Hamilton City Council approves $3 million loan for massive riverside development
Downtown Hamilton is beginning to see the long-promised development boom as a result of Spooky Nook.
HAMILTON, Ohio (WXIX) - An ambitious development with apartments, townhomes, a hotel and lifestyle amenities is moving forward in Hamilton after city council members gave the greenlight.
It’s one of several projects reviewed by council members as a development pipeline takes shape that will bring hundreds of millions in private investment to the city.
Hamilton City Council voted 7-0 Wednesday evening to approve a development agreement with Crawford Hoying, the prolific Columbus-based developer that owns The Banks in Downtown Cincinnati.
Crawford Hoying will purchase the Cohen Recycling plant at 55 North Third Street across the Great Miami River from the Spooky Nook Sports Champion Mill campus. An agreement is already in place with Cohen Recycling to relocate to a new plant north of the site.
The developer expects to close on the purchase in August, begin demolition in 2024 and start construction on the 17.5-acre mixed-use project in 2025.
The city will create a 30-year project TIF for the site, meaning the increase in property taxes resulting from the development will be harnessed to finance its build-out.
The city will give Crawford Hoying a $3 million forgivable loan from the city’s general fund in exchange for developing the land. The development agreement contains three $50 million milestones the developer must meet over the next three years for the city to forgive the loan.
The first milestone comes in December 2026, when Crawford Hoying must have the first phase of the project completed: 176 apartments, a 120 key hotel, 5,000 sq.ft. of commercial space and six townhomes. The last milestone comes a decade later, in 2036, when the full development must be finished.
At each juncture, if the milestone is not met, Crawford Hoying will owe back $1 million of the $3 million loan.
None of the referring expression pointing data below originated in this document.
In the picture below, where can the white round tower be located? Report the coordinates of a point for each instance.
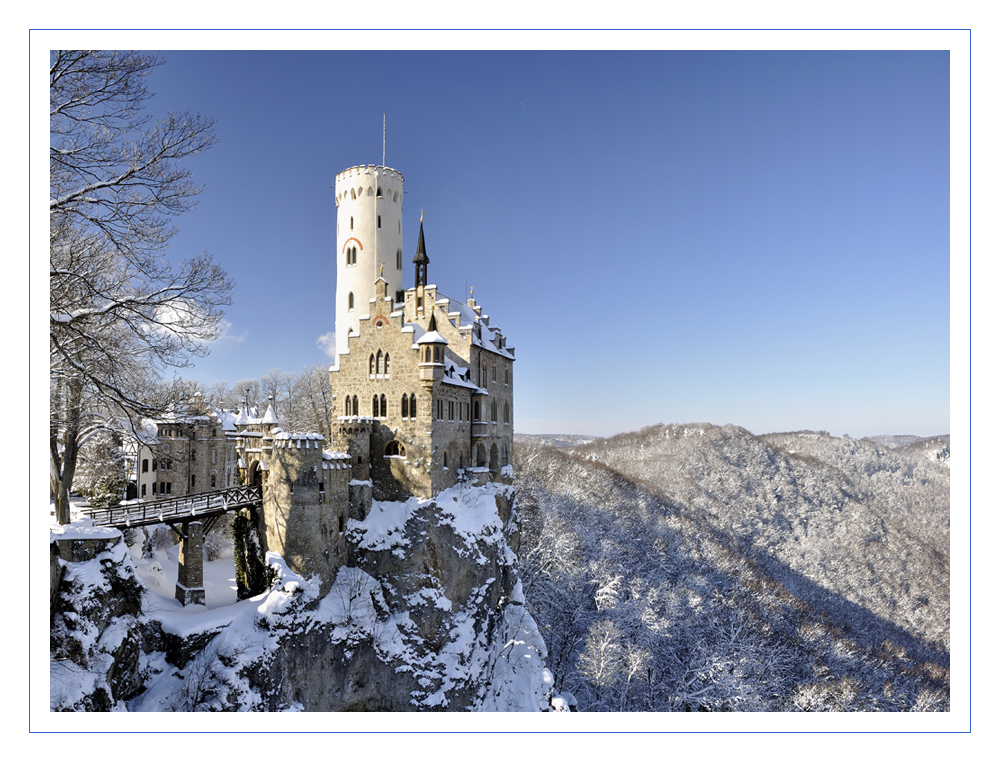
(369, 202)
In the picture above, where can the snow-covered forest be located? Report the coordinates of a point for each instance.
(704, 568)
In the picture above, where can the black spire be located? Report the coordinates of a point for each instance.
(420, 260)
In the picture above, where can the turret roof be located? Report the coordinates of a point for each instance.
(421, 256)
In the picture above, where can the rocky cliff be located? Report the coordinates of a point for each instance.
(427, 615)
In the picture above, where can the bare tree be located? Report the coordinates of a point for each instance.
(119, 312)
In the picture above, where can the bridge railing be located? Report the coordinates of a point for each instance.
(176, 508)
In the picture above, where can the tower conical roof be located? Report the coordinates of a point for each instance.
(421, 257)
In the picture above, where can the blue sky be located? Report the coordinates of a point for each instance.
(757, 238)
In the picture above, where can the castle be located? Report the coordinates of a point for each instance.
(422, 394)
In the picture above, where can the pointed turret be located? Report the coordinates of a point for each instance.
(420, 260)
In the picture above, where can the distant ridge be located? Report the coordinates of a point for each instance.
(553, 440)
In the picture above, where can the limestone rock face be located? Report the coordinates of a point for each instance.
(94, 638)
(425, 616)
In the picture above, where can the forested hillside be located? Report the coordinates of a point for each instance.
(704, 568)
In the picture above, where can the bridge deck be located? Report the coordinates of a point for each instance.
(176, 509)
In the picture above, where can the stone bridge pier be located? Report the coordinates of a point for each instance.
(190, 564)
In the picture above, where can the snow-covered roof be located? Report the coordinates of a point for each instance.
(488, 339)
(269, 416)
(432, 337)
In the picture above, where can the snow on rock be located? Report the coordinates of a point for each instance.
(427, 614)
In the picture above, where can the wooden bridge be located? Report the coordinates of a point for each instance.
(191, 516)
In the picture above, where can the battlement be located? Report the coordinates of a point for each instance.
(369, 180)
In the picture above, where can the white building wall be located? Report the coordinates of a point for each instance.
(358, 211)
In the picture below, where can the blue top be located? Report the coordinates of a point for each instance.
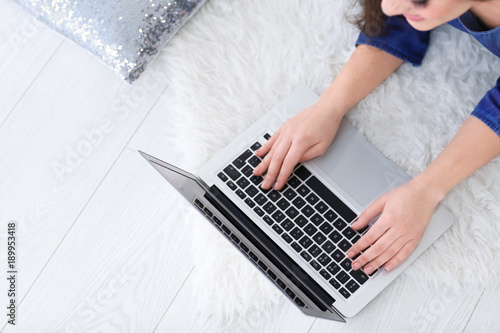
(410, 45)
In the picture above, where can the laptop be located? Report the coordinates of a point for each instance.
(298, 236)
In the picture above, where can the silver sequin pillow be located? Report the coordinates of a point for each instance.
(124, 34)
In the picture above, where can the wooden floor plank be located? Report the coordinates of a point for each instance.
(26, 45)
(119, 267)
(59, 143)
(485, 316)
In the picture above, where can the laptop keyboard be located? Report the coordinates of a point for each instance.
(312, 220)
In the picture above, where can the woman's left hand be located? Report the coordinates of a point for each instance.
(404, 213)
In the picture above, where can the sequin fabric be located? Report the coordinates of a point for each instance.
(125, 34)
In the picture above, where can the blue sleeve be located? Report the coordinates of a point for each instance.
(488, 109)
(402, 40)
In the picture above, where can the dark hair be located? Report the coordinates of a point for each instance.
(371, 19)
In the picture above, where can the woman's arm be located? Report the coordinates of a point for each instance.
(406, 210)
(310, 132)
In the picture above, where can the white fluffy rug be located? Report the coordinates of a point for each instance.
(237, 58)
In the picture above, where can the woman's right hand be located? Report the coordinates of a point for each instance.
(304, 136)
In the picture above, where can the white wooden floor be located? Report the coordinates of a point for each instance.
(99, 246)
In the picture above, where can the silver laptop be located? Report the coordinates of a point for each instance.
(298, 236)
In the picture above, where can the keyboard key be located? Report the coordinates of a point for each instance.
(331, 215)
(256, 180)
(287, 225)
(278, 216)
(339, 224)
(240, 193)
(240, 161)
(310, 229)
(294, 182)
(254, 161)
(335, 236)
(349, 233)
(296, 233)
(286, 237)
(247, 171)
(258, 211)
(283, 204)
(268, 220)
(290, 194)
(333, 268)
(232, 172)
(312, 199)
(296, 247)
(326, 228)
(352, 286)
(342, 277)
(299, 202)
(278, 229)
(346, 264)
(251, 190)
(315, 250)
(305, 255)
(315, 265)
(243, 182)
(249, 202)
(335, 283)
(255, 146)
(292, 212)
(344, 245)
(303, 190)
(269, 207)
(274, 195)
(317, 219)
(305, 242)
(324, 259)
(344, 293)
(359, 276)
(222, 176)
(331, 199)
(301, 221)
(319, 238)
(260, 199)
(338, 255)
(307, 211)
(328, 247)
(325, 274)
(302, 173)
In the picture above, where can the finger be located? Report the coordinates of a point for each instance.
(266, 147)
(401, 255)
(381, 245)
(291, 159)
(371, 236)
(385, 256)
(369, 213)
(264, 164)
(275, 157)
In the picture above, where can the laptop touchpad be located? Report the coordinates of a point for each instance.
(358, 167)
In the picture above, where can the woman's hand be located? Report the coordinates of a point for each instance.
(404, 213)
(306, 135)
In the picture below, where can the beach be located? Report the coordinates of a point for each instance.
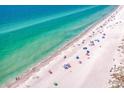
(85, 62)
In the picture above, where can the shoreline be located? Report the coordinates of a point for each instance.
(47, 60)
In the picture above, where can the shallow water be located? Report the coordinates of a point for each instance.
(31, 33)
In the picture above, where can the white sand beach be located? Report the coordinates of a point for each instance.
(86, 62)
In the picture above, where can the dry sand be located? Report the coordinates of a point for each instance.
(86, 62)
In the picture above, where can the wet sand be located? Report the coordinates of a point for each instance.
(85, 62)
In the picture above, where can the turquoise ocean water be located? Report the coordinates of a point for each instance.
(31, 33)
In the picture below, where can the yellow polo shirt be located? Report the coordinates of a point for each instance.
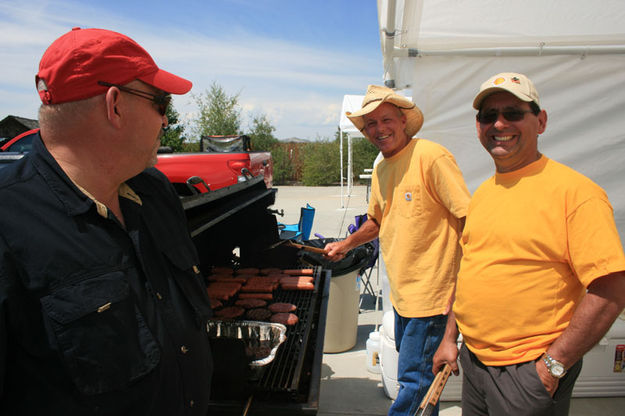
(534, 240)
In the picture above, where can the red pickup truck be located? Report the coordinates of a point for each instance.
(223, 161)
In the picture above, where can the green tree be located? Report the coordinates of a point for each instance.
(283, 165)
(219, 113)
(172, 136)
(261, 133)
(320, 163)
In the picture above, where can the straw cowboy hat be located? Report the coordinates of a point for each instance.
(377, 95)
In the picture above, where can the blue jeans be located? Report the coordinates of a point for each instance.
(416, 339)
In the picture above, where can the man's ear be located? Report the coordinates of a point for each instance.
(112, 101)
(542, 121)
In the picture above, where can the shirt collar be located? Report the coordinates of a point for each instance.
(74, 198)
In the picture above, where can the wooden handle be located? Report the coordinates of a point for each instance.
(436, 389)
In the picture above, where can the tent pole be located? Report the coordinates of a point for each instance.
(341, 156)
(350, 168)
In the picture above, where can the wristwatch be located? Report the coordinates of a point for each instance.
(555, 367)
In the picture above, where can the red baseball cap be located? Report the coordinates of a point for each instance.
(72, 66)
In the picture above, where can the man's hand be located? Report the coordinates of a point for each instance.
(550, 382)
(447, 352)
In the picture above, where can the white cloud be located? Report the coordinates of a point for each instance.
(299, 88)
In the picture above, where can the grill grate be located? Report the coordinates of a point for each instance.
(283, 373)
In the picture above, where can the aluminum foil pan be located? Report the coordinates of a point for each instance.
(261, 339)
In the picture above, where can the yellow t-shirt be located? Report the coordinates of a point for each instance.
(417, 198)
(534, 240)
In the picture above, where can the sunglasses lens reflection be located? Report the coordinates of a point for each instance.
(509, 115)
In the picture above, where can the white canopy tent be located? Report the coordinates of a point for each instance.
(573, 50)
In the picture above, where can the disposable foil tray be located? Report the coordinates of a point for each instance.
(261, 339)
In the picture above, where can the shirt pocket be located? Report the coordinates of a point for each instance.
(189, 279)
(101, 334)
(407, 201)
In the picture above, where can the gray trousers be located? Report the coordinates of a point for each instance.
(512, 390)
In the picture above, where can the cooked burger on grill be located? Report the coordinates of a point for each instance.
(230, 312)
(282, 307)
(251, 303)
(258, 314)
(298, 272)
(285, 318)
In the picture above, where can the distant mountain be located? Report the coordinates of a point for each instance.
(293, 140)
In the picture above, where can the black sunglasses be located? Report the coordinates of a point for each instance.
(490, 117)
(161, 100)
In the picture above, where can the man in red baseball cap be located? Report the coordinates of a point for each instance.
(102, 305)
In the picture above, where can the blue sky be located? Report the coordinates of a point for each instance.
(290, 60)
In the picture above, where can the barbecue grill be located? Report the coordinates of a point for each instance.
(234, 227)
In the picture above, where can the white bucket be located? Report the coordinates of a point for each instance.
(373, 353)
(389, 356)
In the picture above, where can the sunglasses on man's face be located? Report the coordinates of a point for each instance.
(161, 100)
(491, 116)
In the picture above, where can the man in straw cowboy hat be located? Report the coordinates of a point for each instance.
(417, 208)
(542, 274)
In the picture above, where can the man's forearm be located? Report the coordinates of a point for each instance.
(594, 316)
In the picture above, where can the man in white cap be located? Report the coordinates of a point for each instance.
(542, 274)
(103, 310)
(417, 208)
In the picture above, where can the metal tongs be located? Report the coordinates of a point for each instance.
(291, 243)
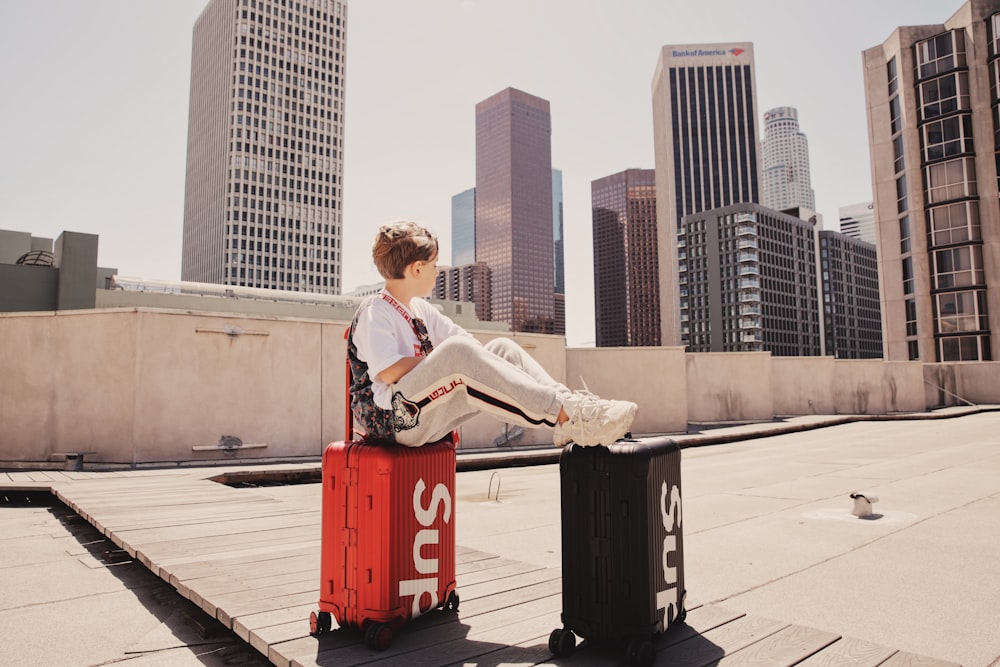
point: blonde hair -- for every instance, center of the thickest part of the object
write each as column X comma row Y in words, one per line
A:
column 400, row 244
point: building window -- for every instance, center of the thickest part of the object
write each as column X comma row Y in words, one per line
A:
column 948, row 137
column 901, row 202
column 944, row 95
column 994, row 29
column 961, row 312
column 911, row 318
column 891, row 75
column 958, row 267
column 939, row 54
column 954, row 223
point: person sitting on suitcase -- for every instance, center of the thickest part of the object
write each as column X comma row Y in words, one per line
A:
column 416, row 375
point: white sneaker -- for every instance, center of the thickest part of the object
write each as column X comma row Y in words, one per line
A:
column 593, row 421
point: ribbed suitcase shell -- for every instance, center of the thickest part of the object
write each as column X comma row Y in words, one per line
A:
column 622, row 547
column 388, row 535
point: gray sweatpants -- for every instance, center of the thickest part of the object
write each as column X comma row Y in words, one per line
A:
column 461, row 378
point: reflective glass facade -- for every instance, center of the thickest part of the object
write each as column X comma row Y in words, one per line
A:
column 262, row 201
column 463, row 228
column 514, row 210
column 706, row 144
column 626, row 283
column 935, row 180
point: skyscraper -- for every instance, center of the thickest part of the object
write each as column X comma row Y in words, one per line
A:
column 463, row 228
column 934, row 136
column 706, row 146
column 785, row 159
column 514, row 215
column 858, row 221
column 262, row 200
column 558, row 251
column 626, row 280
column 751, row 282
column 851, row 314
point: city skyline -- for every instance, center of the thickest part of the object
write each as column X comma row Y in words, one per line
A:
column 409, row 135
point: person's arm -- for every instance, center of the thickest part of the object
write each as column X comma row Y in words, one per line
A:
column 392, row 374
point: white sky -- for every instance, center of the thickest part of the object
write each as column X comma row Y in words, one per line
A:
column 94, row 108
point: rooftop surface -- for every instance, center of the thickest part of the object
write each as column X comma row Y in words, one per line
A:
column 164, row 567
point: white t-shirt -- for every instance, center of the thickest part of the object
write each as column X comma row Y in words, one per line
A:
column 383, row 337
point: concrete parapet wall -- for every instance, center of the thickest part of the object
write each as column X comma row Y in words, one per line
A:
column 730, row 386
column 961, row 383
column 140, row 386
column 656, row 378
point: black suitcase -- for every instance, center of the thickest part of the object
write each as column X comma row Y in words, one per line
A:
column 622, row 547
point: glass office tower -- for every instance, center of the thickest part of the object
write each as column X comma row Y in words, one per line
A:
column 514, row 214
column 706, row 146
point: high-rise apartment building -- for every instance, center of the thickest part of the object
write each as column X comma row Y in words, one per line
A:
column 751, row 282
column 851, row 315
column 463, row 228
column 934, row 133
column 626, row 279
column 469, row 282
column 706, row 148
column 858, row 221
column 262, row 200
column 514, row 213
column 559, row 251
column 785, row 162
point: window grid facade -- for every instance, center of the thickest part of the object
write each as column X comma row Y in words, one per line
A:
column 265, row 145
column 852, row 317
column 707, row 151
column 514, row 212
column 626, row 283
column 751, row 282
column 940, row 290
If all the milestones are met, however, the city will reimburse itself for the loan (which at that point would become a grant) with money it expects to receive by retaining 25 percent of future TIF revenue.
“So if they don’t perform, they would have to pay us back,” Hamilton City Manager Joshua Smith said last month. “And if they do perform, the city is being paid back through the 25 percent of the tax increment that is being collected.”
Other amenities are planned for the development, including greenspace, rooftop space and riverfront access for pedestrians and cyclists. A site plan is not yet finalized.
The agreement puts the full cost of the project at $150 million, though Smith said that number is only a placeholder target for the loan terms and that the project will likely entice substantially more investment.
Smith explained the development wouldn’t have happened were it not for Spooky Nook. He also hinted this is just part of what’s to come for downtown Hamilton as a result of the massive sports complex across the river.
“Interest rates have gone up and with some inflationary pressure, a lot of development in other areas has slowed down,” he said. “But I would say deal flow today is more robust than at any point since I’ve been here, and I think that is a testament to our strong team and the fact that people find Hamilton a strong place to deploy capital.”
Embellishing the point Wednesday were two presentations before city council on adaptive reuse projects that will net downtown Hamilton a pair of new hotels.
“This is like a real domino effect of repurposing, new development, as well as the historic properties that are in the area,” Hamilton Mayor Pat Moeller said.
The Mueller Building at 20 High Street will be renovated, supplemented with a four-story addition and turned into a 159-room hotel under the boutique brand of an unnamed major hotel operator.
Indiana-based Spectrum Investment Group and Utah-based hotel developer Acumen Development are behind the $48 million conversion. Amro Kamel, founder and managing partner of Spectrum Investment Group, promised council members the building’s historic elements will be preserved and that the resulting hotel will be unique.
“We don’t want a standard hotel look,” Kamel said. “We want to incorporate the community’s memories as much as we can with the design of the hotel, and give travelers and people coming for the tournaments at Spooky Nook a reason to stay in Hamilton.”
A speakeasy is envisioned for the first floor. The project will retain Municipal Brew Works in the building.
Hamilton city council could approve a development agreement, including a $2 million grant, a 30-year TIF and $250,000 for utility upsizing, as soon as its next meeting.
Just across Main Street, the Anthony Wayne Hotel at 10 South Monument Avenue will also be renovated and turned into a 54-room hotel, called the Wellhouse Hotel, under the Hilton Tapestry brand.
An ordinance containing the development agreement, to include a 30-year TIF, is being drafted and will go before city council at an upcoming meeting. Construction is expected to begin this fall, and the hotel could open as early as summer 2024.